Conservation of Angular Momentum Using the Hamiltonian

[physics2018]

Homework Statement

The Hamiltonian for a particle mass m, moving in a central force field is given as: H = 1/(2m) * |p^2| - V(r). Take the Hamiltonian to be invariant, such that it can be shown that L = r x p the angular momentum vector is a conserved quantity: dL/dt = {L,H} = 0.

Homework Equations

q_i-dot = dH/dp_i and p_i-dot = - dH/dq_i

The Attempt at a Solution

I do not understand how to go about solving the following problem ( I think I understand what the Hamiltonian is, but I do not understand how to from it to what needs to be proven) To solve the problem I believe I need to get from Hamiltonian's equations to Lagrange's p_i = dL/dx_i-dot and then from there use p-dot * dr + p * dr-dot = 0 where dr is defined as the distance between two vectors r and r+dr.

 

[gabbagabbahey]

Hi physics2018, welcome to PF!

Homework Statement

The Hamiltonian for a particle mass m, moving in a central force field is given as: H = 1/(2m) * |p^2| - V(r).
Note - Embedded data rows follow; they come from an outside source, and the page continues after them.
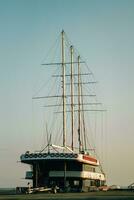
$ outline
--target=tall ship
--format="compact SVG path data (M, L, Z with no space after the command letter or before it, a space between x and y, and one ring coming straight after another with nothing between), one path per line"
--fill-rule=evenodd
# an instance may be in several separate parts
M103 112L104 109L99 107L101 104L93 90L87 89L96 83L90 79L92 72L88 67L83 72L86 63L70 42L66 43L63 30L60 33L60 52L60 61L42 64L58 68L58 73L52 78L60 83L59 94L33 97L37 101L47 100L44 105L47 110L56 108L51 131L46 128L46 146L39 151L26 151L20 160L30 165L31 171L26 172L25 178L32 180L33 188L57 186L61 191L88 191L92 186L106 184L105 173L90 144L90 119L87 114ZM87 77L88 81L84 81ZM57 104L52 103L55 99L58 99ZM46 118L50 121L49 111ZM56 130L54 124L60 128ZM56 144L53 143L53 135L58 140Z

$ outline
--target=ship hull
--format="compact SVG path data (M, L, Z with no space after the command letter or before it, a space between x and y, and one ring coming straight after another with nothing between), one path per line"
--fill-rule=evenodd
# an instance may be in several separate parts
M90 186L105 184L105 176L96 172L97 159L74 153L23 154L21 162L31 165L26 179L33 180L33 187L58 186L61 190L84 191Z

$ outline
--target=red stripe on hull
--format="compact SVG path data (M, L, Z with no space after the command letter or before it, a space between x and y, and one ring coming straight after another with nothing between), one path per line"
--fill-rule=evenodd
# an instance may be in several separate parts
M87 155L83 155L83 159L87 160L87 161L91 161L91 162L97 163L97 160L95 158L92 158L92 157L87 156Z

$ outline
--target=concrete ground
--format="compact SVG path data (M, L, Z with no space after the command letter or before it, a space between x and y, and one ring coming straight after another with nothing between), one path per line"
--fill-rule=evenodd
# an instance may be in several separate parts
M41 193L26 195L0 195L1 200L134 200L134 192L129 191L107 191L88 193Z

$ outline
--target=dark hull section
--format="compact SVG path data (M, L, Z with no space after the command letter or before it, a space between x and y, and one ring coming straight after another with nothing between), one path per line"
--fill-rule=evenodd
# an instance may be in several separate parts
M105 184L104 175L96 173L96 166L75 159L21 159L31 165L26 178L33 180L33 187L55 187L67 191L88 191L90 186Z

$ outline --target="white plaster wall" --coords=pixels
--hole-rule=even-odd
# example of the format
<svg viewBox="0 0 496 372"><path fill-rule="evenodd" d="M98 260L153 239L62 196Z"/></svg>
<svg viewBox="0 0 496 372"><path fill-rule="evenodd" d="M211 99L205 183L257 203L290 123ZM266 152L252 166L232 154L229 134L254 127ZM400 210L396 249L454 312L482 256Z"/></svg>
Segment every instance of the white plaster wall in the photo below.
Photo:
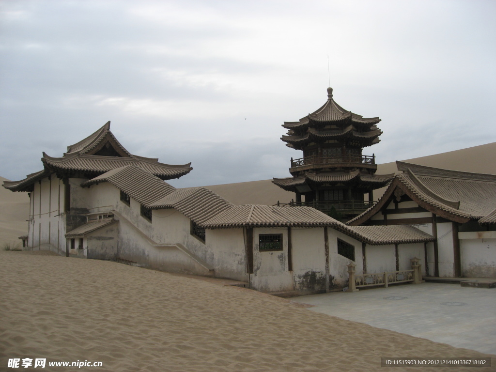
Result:
<svg viewBox="0 0 496 372"><path fill-rule="evenodd" d="M264 292L293 290L292 273L288 270L287 232L287 228L253 229L253 273L251 279L252 288ZM260 234L282 234L283 250L260 252L258 243L258 235ZM295 245L293 244L293 248L294 247Z"/></svg>
<svg viewBox="0 0 496 372"><path fill-rule="evenodd" d="M462 276L496 278L496 239L462 239L460 250Z"/></svg>
<svg viewBox="0 0 496 372"><path fill-rule="evenodd" d="M451 222L437 223L437 250L439 276L452 278L454 275L452 225Z"/></svg>
<svg viewBox="0 0 496 372"><path fill-rule="evenodd" d="M62 180L55 174L34 185L30 193L28 247L31 250L49 250L65 254L65 234L60 205ZM61 234L62 233L62 234Z"/></svg>
<svg viewBox="0 0 496 372"><path fill-rule="evenodd" d="M365 251L368 274L396 271L396 259L394 244L383 246L367 245L365 247ZM357 273L358 273L358 270Z"/></svg>
<svg viewBox="0 0 496 372"><path fill-rule="evenodd" d="M425 273L428 276L434 276L434 243L427 243L427 266L424 265L423 275Z"/></svg>
<svg viewBox="0 0 496 372"><path fill-rule="evenodd" d="M326 289L324 231L322 227L291 229L293 280L297 291Z"/></svg>
<svg viewBox="0 0 496 372"><path fill-rule="evenodd" d="M248 282L243 229L207 229L206 236L208 251L213 254L215 276Z"/></svg>
<svg viewBox="0 0 496 372"><path fill-rule="evenodd" d="M350 260L338 253L338 238L351 244L355 247L355 259L353 261L356 265L357 274L363 274L363 260L362 254L362 242L351 237L329 228L329 274L334 277L333 284L336 288L348 286L349 274L348 266Z"/></svg>
<svg viewBox="0 0 496 372"><path fill-rule="evenodd" d="M108 182L92 185L86 189L85 206L90 213L116 209L118 202L120 202L121 191Z"/></svg>

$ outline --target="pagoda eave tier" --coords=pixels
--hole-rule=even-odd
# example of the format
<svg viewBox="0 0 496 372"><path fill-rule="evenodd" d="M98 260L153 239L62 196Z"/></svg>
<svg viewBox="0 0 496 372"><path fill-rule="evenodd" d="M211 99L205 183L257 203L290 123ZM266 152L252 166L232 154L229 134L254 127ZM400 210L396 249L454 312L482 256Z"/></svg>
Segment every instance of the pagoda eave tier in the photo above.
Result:
<svg viewBox="0 0 496 372"><path fill-rule="evenodd" d="M332 93L328 95L328 97L327 101L316 111L302 118L298 122L285 122L282 126L287 129L304 129L309 126L321 125L323 124L350 123L359 126L370 126L380 121L378 117L364 118L345 110L332 99Z"/></svg>
<svg viewBox="0 0 496 372"><path fill-rule="evenodd" d="M359 132L353 130L350 125L343 130L317 130L309 128L307 133L302 135L283 135L281 139L288 144L304 146L310 142L323 142L328 140L338 141L354 140L363 145L363 147L371 146L379 142L378 137L382 134L377 128L367 132ZM377 140L374 142L375 140Z"/></svg>
<svg viewBox="0 0 496 372"><path fill-rule="evenodd" d="M305 172L296 177L274 178L272 183L287 191L295 192L297 186L307 184L322 186L330 186L341 184L343 185L353 184L354 186L369 190L385 186L394 177L394 174L371 175L360 173L359 171L349 173L312 173Z"/></svg>

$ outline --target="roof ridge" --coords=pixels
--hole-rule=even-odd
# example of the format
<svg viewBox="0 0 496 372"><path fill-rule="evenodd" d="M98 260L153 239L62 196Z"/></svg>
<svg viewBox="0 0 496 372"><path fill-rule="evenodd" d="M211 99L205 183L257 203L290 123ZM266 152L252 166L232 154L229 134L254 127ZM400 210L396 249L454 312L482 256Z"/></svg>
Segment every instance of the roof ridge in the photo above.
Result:
<svg viewBox="0 0 496 372"><path fill-rule="evenodd" d="M251 208L250 209L249 214L248 215L248 217L247 218L247 222L249 223L250 220L251 219L251 216L253 214L253 210L255 208L255 204L251 204Z"/></svg>

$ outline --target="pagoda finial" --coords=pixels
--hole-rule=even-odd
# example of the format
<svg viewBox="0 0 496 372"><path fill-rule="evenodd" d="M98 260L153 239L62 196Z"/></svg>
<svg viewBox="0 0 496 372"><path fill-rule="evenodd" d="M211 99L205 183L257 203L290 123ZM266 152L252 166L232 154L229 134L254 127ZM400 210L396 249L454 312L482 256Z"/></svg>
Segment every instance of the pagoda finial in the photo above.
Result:
<svg viewBox="0 0 496 372"><path fill-rule="evenodd" d="M331 99L332 98L332 88L330 87L327 88L327 97L329 99Z"/></svg>

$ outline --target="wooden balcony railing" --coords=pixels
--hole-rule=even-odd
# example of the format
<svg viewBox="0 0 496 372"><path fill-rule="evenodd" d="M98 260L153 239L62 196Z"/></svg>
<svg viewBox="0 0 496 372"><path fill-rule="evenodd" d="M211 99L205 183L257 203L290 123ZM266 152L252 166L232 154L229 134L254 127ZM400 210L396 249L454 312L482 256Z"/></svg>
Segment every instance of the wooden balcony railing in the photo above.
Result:
<svg viewBox="0 0 496 372"><path fill-rule="evenodd" d="M341 163L355 163L360 164L375 164L375 155L335 155L325 156L323 155L313 155L304 158L293 159L291 158L291 168L303 167L305 165L322 165L325 164L336 164Z"/></svg>
<svg viewBox="0 0 496 372"><path fill-rule="evenodd" d="M277 202L278 206L312 207L321 212L330 212L333 208L337 212L358 213L364 212L375 203L375 201L365 200L327 200L324 201L293 201L282 204Z"/></svg>

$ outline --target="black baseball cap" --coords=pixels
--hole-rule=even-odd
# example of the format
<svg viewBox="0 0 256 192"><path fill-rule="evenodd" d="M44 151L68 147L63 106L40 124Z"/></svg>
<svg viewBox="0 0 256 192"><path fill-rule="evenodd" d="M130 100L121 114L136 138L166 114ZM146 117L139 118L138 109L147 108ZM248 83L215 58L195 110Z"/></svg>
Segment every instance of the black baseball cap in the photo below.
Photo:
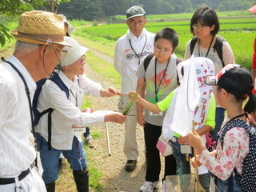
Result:
<svg viewBox="0 0 256 192"><path fill-rule="evenodd" d="M226 65L216 76L208 76L204 82L209 86L218 86L234 96L243 98L254 87L249 70L238 64Z"/></svg>
<svg viewBox="0 0 256 192"><path fill-rule="evenodd" d="M126 11L126 20L134 18L134 17L139 17L146 15L145 10L142 7L140 7L138 6L134 6L130 7Z"/></svg>

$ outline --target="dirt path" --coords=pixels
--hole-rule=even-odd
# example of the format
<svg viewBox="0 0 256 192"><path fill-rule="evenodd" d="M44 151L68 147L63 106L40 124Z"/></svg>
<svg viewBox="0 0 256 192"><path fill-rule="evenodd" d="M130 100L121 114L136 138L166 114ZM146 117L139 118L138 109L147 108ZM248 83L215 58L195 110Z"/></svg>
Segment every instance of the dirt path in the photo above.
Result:
<svg viewBox="0 0 256 192"><path fill-rule="evenodd" d="M86 46L85 42L79 42L81 45ZM114 63L114 59L107 55L90 49L95 55L104 59L106 62ZM93 71L88 65L86 66L86 76L102 84L105 88L114 86L109 82L104 81L96 72ZM113 98L90 98L94 110L118 110L118 96ZM90 157L102 171L102 183L104 184L104 192L135 192L139 191L140 186L145 180L145 155L144 155L144 137L142 126L137 126L137 140L139 147L139 157L138 158L138 166L134 172L126 172L124 165L126 161L122 151L124 142L124 125L108 122L110 135L110 154L108 155L106 126L105 124L98 126L93 130L99 130L103 137L96 139L95 155ZM91 149L90 149L91 150ZM92 161L92 160L90 160ZM90 162L89 162L90 163ZM90 164L89 164L90 165Z"/></svg>

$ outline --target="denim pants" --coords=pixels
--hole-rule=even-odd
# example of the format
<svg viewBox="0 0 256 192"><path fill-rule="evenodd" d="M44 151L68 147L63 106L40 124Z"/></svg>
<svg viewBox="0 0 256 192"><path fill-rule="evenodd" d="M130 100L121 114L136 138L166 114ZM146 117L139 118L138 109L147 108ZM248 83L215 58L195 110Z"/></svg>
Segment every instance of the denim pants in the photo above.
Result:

Take the Hamiltonian to be invariant, such that it can be shown that L = r x p the angular momentum vector is a conserved quantity: dL/dt = {L,H} = 0.

Homework Equations

q_i-dot = dH/dp_i and p_i-dot = - dH/dq_i

The Attempt at a Solution

I do not understand how to go about solving the following problem ( I think I understand what the Hamiltonian is, but I do not understand how to from it to what needs to be proven) To solve the problem I believe I need to get from Hamiltonian's equations to Lagrange's p_i = dL/dx_i-dot and then from there use p-dot * dr + p * dr-dot = 0 where dr is defined as the distance between two vectors r and r+dr.

Well, since you are asked to show that \frac{d\textbf{L}}{dt}=\{\textbf{L},H\}=0, why not start by computing \{\textbf{L},H\}?